There do exist cheap tricks to achieve a fast cheap quality spectrum analysts of the source audio using integer math only, basically many multiply adds in a pipe, but I suspect to get the quality you want, you will just need to go with a pic which has the maximum ram and instruction ram so you aren't left squeezing code in at the last minute for trying to save 2-3$ on a single PIC. That 1 bit input motorola MCU probably sampled at 1khz for 1.5 seconds, my guess looking at Dave's video, the sift through that 1 bit pattern, 187 bytes of ram, probably all they could muster on an MCU at the time.
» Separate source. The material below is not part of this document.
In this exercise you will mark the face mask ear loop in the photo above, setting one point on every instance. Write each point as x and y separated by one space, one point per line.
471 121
You'll be operating at, say 8 bit, 2 seconds sampled at 8Khz is 16k. If you do a real-time cheap FFT, and retain 50samp/second 64 bands, at 8 bit each, you are talking 7kb for 2 seconds. Take a look at this guy, I chose it because it's in a DIP package, easy for testing:
http://www.microchip.com/wwwproducts/en/PIC24EP512GP202512k flash, 48k ram.
It also has 2x built in opamps which may be good enough for your MIC, + wired to it's internal comparators to wake up the MCU from sleep when there is sufficient noise. An all in 1 solution. Though, if you enable the internal op-amps and comparators, I cant say how little power the device will consume during sleep.
Also, remember, you most likely need to keep the MIC continuously powered as well.